U.S. Senator Chris Coons has introduced legislation which would earmark $130 billion to invest in America's public school infrastructure in light of the insufficiencies exposed by the pandemic.
"The Reopen and Rebuild America's Schools Act...would invest money in upgrading and updating America's public schools," he told WDEL Monday. "As we've learned through this pandemic, they're behind in two key areas: One is in HVAC, or air handling equipment, and the other is in digital equipment, in high-speed broadband."
Coons, who introduced the legislation with 25 other senators, says outdated school buildings in poor condition are barriers to a good education. Air flow in classrooms looking to get students back behind their desks is paramount for maintaining a safe environment, and for students still learning from home, digital access is a priority to keep them successful.
"We've got schools all over our country either shut down, with teachers trying to teach digitally or remotely, or a mix of students back in school and learning remotely," Coons said. "It's clearer than ever that public schools have to have reliable high-speed internet access in order to facilitate digital learning. More urgently, given this pandemic, we also have way too many schools that need updated HVAC systems for air handling to meet CDC guidelines, so that students can learn safely in school.
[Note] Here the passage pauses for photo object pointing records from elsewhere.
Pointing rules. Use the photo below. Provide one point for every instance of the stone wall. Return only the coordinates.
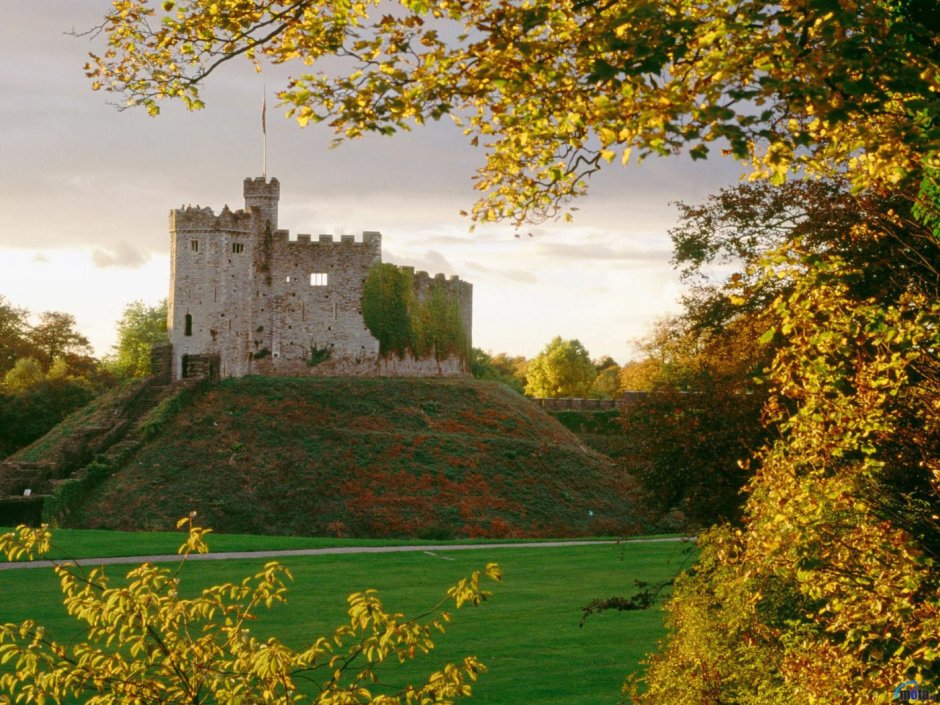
(244, 293)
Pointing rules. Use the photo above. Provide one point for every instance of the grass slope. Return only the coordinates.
(426, 458)
(527, 634)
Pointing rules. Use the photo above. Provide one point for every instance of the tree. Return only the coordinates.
(32, 401)
(815, 594)
(56, 336)
(14, 324)
(140, 328)
(24, 375)
(142, 641)
(562, 369)
(500, 368)
(555, 89)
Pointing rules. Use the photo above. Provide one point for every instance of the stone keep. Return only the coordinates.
(246, 299)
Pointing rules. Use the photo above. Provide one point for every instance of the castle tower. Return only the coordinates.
(263, 196)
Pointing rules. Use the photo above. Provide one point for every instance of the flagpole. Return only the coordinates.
(264, 134)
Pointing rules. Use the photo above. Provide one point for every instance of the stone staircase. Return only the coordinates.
(25, 485)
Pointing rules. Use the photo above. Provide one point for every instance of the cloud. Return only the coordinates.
(122, 254)
(604, 252)
(520, 276)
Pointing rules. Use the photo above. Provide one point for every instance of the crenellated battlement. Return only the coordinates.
(256, 300)
(423, 280)
(197, 219)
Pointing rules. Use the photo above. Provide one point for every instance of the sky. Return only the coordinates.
(86, 189)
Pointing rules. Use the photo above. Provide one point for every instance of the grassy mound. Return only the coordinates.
(427, 458)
That's true for pandemic but, frankly, it's also true for cold and flu season year-in and year-out."
Coons said traveling around and witnessing the conditions of schools in the First State showed him the need for these investments. The legislation looks to send $100 billion to states who could then provide local competitive grants via formula funds for repair, renovation, and construction. He said states should focus on communities with the greatest financial need, encourage green construction, and expanding internet access.
"I've visited schools in Delaware, from Seaford to Wilmington, from Hockessin to Dover, and seeing the ways in which they've tried--they've tried valiantly, they've tried mostly successfully--to adapt the learning environment to the challenges of the COVID-19 pandemic," Coons said. "Particularly in winter months, and particularly as new and more transmissive variants of this virus emerge in the United States, I think we owe it to our students and faculty and staff at our schools to invest in upgrading air handling and school safety."
More than half of all school districts were shown to need major system replacements in a Government Accountability Office report from last year, Coons said, and the size and scope of the bill was dictated by those findings. A benefit of the legislation would also be the number of people it puts to work.
"This bill is also estimated to create over two million jobs by the Economic Policy Institute," Coons said. "Investing this kind of money and upgrading and improving our schools, also creates good jobs for local construction companies and makes it safer and easier for kids to learn, and learn in a healthy environment."